Dominick "Big Trin" Trinchera (December 20, 1936 – May 5, 1981) was an American caporegime in the Bonanno crime family who was murdered with Alphonse Indelicato and Philip Giaccone for planning to overthrow Bonanno boss Philip Rastelli.

==Early life==
Trinchera was born in the Bronx, New York, the son of an Italian immigrant from Rome and an Italian-American woman from Naples. He weighed 350 pounds, married a woman named Donna, and fathered several children.

Trinchera was indicted in 1972 for the inquiry into the murder of Joe Gallo, but was released on $5,000 bail. After the murder of Carmine Galante in 1979, a fight for control of the family started. Joseph Massino began jockeying for power with Dominick "Sonny Black" Napolitano, another Rastelli loyalist capo. Both men were themselves threatened by another faction seeking to depose the absentee boss led by capos Alphonse "Sonny Red" Indelicato, Trinchera and Philip Giaccone. The Commission initially tried to maintain neutrality, but in 1981, Massino got word from his informants that the three capos were stocking up on automatic weapons and planning to kill the Rastelli loyalists within the Bonanno family to take complete control. Massino turned to Colombo crime family boss Carmine Persico and Gambino boss Paul Castellano for advice; they told him to act immediately.

==The three capos murder==
On May 5, 1981, Massino loyalists shot and killed Trinchera, Giaccone, and Indelicato in a Brooklyn nightclub. On the pretext of working out a peace agreement, Massino had invited them to meet with him at the 20/20 Night Club in Clinton Hill, Brooklyn. However, Massino's real plan was to assassinate the capos. The ambush was set in the club store room, with Salvatore Vitale and three other gunmen wearing ski masks hiding in a closet. One of the gunmen was mobster Vito Rizzuto, who came from Montreal, Quebec, Canada with another Canadian mobster to help Massino. Massino told the men to avoid shooting so that bullets wouldn't spray around the room. Massino also brought drop cloths and ropes for disposing of the bodies afterwards.

When the capos arrived at the 20/20, Massino and Bonanno mobster Gerlando Sciascia and Frank Lino escorted them to the store room. As the men entered the room, Sciascia brushed his hand through his hair, giving the prearranged signal.
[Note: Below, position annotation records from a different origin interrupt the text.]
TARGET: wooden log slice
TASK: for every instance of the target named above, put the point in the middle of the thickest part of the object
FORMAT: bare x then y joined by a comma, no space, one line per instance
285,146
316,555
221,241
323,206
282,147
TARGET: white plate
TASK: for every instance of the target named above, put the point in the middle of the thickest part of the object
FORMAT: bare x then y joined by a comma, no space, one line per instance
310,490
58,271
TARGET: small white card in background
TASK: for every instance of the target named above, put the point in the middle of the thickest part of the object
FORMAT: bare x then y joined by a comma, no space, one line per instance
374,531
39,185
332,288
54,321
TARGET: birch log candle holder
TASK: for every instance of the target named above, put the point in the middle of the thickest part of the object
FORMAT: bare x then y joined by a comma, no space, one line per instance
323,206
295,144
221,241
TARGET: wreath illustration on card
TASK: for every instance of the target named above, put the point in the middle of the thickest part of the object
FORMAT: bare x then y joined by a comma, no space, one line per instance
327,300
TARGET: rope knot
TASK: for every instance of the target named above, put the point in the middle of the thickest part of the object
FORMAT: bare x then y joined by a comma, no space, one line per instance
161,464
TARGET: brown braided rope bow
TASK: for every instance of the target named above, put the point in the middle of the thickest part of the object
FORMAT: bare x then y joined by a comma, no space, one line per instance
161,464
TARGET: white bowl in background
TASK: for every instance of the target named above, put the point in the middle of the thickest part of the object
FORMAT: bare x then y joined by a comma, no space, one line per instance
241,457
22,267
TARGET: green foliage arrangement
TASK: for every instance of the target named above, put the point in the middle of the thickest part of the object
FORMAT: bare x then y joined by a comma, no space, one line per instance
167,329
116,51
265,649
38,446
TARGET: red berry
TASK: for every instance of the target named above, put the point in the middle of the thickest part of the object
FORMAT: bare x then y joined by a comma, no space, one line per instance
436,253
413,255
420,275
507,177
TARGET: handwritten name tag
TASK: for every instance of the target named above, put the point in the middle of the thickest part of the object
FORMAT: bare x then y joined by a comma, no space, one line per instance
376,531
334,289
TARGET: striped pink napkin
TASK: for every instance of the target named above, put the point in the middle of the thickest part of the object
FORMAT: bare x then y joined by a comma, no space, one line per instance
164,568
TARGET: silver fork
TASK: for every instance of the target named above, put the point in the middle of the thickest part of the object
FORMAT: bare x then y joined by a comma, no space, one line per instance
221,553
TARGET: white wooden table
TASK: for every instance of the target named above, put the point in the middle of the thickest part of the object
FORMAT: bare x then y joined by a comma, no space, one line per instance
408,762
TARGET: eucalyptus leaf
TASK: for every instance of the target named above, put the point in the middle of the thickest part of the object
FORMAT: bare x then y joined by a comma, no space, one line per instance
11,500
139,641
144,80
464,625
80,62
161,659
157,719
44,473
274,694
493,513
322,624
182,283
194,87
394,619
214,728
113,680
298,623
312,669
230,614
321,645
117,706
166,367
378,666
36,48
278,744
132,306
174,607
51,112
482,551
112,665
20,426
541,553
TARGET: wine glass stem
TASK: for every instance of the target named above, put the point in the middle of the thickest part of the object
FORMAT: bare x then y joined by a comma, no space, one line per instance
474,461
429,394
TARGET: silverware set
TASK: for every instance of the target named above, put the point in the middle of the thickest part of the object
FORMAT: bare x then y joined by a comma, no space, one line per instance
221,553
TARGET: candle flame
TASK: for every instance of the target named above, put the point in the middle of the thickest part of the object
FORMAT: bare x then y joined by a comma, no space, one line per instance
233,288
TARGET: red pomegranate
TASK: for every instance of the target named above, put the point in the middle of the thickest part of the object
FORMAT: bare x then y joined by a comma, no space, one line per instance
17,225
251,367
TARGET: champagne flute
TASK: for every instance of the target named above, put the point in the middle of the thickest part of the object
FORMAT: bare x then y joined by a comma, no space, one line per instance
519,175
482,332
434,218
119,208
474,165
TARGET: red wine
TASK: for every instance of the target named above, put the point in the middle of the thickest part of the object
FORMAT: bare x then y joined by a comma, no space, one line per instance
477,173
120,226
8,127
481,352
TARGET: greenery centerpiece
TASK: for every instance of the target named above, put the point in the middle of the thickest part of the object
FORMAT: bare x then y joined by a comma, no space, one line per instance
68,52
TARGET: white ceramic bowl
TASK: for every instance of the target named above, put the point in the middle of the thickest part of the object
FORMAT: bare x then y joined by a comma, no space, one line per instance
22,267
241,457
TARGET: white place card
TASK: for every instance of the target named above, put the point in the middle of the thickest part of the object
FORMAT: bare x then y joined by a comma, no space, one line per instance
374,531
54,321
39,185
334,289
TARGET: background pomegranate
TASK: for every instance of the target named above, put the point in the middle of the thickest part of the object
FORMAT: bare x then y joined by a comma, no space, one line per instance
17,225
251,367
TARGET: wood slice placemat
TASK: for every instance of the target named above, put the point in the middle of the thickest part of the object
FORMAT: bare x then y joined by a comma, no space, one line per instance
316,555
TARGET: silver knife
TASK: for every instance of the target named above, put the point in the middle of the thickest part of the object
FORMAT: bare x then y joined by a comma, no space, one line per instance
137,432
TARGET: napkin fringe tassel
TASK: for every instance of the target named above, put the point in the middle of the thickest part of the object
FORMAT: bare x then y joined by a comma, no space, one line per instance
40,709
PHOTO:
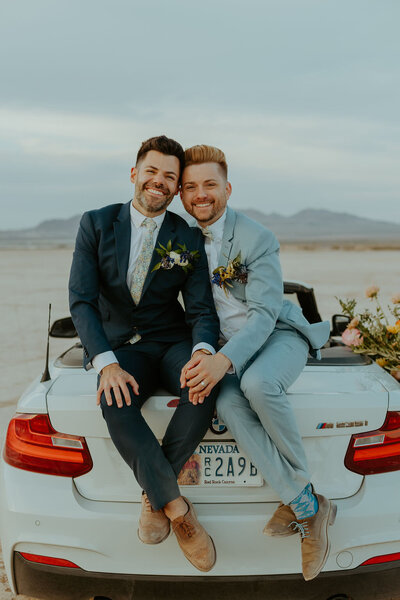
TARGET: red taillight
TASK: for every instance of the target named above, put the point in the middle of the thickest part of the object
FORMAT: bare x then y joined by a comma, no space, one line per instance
48,560
376,451
377,560
33,445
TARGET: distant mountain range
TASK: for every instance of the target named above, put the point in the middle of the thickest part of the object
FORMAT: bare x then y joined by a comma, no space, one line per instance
306,226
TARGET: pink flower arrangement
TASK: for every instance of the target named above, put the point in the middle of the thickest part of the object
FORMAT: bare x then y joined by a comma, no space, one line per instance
352,337
370,332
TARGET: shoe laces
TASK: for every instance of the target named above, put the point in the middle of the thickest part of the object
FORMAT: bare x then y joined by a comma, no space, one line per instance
302,528
187,528
147,504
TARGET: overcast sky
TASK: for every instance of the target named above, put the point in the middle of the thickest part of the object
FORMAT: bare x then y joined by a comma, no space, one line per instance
302,96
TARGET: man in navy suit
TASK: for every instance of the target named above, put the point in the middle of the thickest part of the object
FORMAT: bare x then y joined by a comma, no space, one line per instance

Vitale and the gunmen rushed out of the closet, with Rizzuto yelling "it's a hold up". Massino immediately punched Giaccone, knocking him to the floor, and also stopping Indelicato from escaping. Giaccone got up and tried to run out of the room, but was blocked up against a wall with Trinchera. The gunmen killed Giaccone with a volley of submachine gun fire. The three capos were unarmed, as was the rule when attending a peace meeting. Lino, who had escaped, was brought instead of Indelicato's son, but was quickly won over to Massino's side.
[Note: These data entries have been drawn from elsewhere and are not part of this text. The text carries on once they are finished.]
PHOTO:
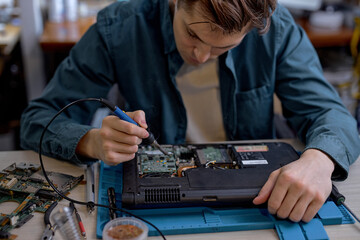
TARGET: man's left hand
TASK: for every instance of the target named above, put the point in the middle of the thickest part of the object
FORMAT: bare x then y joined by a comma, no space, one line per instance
298,190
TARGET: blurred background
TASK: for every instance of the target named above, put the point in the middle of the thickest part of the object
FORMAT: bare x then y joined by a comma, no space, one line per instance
36,35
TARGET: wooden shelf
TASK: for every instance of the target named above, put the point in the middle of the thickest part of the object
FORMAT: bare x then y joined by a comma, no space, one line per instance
326,37
63,36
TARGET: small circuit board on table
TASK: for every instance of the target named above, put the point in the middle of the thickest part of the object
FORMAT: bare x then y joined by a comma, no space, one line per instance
25,184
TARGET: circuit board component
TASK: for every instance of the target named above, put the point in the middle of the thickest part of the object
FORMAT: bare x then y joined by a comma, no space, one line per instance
25,184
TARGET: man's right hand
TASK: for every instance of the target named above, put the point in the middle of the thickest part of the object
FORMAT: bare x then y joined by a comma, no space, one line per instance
116,141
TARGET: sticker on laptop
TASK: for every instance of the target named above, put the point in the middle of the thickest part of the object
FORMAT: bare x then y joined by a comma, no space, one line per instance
252,148
254,162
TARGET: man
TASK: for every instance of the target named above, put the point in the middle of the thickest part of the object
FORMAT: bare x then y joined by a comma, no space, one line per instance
154,50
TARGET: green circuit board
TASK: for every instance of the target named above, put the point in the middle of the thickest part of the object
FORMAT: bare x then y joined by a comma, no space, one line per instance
25,184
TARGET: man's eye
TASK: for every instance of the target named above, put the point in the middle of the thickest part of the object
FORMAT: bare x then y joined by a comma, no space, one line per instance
191,34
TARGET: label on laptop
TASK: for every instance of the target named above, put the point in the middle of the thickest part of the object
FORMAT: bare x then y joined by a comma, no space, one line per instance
252,148
254,162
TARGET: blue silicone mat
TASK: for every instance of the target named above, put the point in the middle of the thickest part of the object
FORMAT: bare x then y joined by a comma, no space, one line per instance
189,220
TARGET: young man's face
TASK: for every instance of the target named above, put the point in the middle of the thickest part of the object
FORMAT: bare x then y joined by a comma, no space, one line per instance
196,41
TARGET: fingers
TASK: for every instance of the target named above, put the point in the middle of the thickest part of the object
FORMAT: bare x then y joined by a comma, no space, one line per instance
297,191
114,158
114,123
266,190
285,194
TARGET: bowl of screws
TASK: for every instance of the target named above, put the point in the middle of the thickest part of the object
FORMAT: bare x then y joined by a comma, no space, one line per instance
125,228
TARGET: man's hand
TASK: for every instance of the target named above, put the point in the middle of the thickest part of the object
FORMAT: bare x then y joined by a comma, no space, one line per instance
298,190
116,141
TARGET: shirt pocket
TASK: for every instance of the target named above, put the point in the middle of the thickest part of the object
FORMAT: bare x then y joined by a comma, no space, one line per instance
254,113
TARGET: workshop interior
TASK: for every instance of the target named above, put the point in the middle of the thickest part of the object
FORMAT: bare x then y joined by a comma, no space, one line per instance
37,35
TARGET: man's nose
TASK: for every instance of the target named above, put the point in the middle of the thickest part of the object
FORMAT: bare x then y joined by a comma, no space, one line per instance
202,53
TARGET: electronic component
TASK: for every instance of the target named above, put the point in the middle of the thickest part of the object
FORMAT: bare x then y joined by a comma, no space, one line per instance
24,183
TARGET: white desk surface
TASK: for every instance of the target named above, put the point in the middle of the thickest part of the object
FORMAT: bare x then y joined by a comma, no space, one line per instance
35,227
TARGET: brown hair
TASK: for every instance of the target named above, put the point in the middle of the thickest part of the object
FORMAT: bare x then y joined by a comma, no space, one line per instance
233,15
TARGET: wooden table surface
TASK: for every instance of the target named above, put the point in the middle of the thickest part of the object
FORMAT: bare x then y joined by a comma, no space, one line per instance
350,188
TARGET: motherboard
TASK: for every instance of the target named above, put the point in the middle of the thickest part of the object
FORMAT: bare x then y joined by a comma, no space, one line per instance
25,184
153,163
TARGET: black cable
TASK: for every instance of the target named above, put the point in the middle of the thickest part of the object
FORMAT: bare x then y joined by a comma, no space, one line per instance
88,204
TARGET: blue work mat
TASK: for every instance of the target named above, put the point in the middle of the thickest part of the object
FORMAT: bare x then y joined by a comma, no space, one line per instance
190,220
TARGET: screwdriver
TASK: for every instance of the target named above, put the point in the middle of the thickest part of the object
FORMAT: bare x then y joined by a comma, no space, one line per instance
150,140
339,199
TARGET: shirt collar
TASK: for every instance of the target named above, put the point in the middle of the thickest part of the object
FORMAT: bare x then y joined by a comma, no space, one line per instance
167,27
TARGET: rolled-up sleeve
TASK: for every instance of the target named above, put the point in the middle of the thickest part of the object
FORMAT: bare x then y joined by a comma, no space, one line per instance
310,104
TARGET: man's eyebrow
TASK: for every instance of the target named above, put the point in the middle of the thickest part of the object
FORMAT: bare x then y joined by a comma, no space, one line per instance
195,35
After the killings, the Bonanno gunmen transported the three bodies to a lot in Lindenwood, Queens, in an area known as The Hole.

The lot was a Gambino mob graveyard; Gambino crime family capo John Gotti arranged for his men to bury the bodies there as a favor to Massino. A few weeks later, on May 28, authorities discovered Indelicato's body and removed it from the lot.

In October 2004, after some children reported finding a body in the Lindenwood lot, FBI agents excavated the property and discovered the bodies of Trinchera and Giaccone. Among the personal items they unearthed was a Piaget watch that had belonged to Giaccone's wife. In December 2004, the bodies were positively identified as Giaccone and Trinchera.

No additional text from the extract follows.